The trees, planted mostly in 1976, took root just fine on Earth. Some of the moon seeds were planted next to seeds that had never traveled to space, to see whether they’d develop any differently. The most surprising result, Williams told me, occurred when the two seeds grew into two completely different species—a result of a gardening mixup, of course, not the weird effects of microgravity. NASA didn’t undertake any serious study of the moon trees. The effort was more a PR move, Williams said, than a science experiment.

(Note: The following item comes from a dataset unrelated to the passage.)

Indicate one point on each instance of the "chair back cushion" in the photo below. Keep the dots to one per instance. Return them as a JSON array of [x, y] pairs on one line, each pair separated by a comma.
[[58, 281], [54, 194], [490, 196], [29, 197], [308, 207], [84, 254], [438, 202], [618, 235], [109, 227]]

All the trinkets and tchotchkes that the Apollo astronauts took with them in their personal canvas bags are cool for this reason, bestowed with a magical sheen the second they were returned to Earth—space souvenirs. But the seeds that Roosa, who died in 1994, carried feel different from other mementos. They weren’t put in museums or auctioned off. They were buried in the soil of the Earth, the only soil like it in the solar system—in the entire universe, as far as we know. Some might have disappeared, felled by storms or saws, before someone could find them and feel curious enough to ask NASA about them. But the ones that remain are living monuments to the time humankind escaped this world’s gravity and felt that of another.’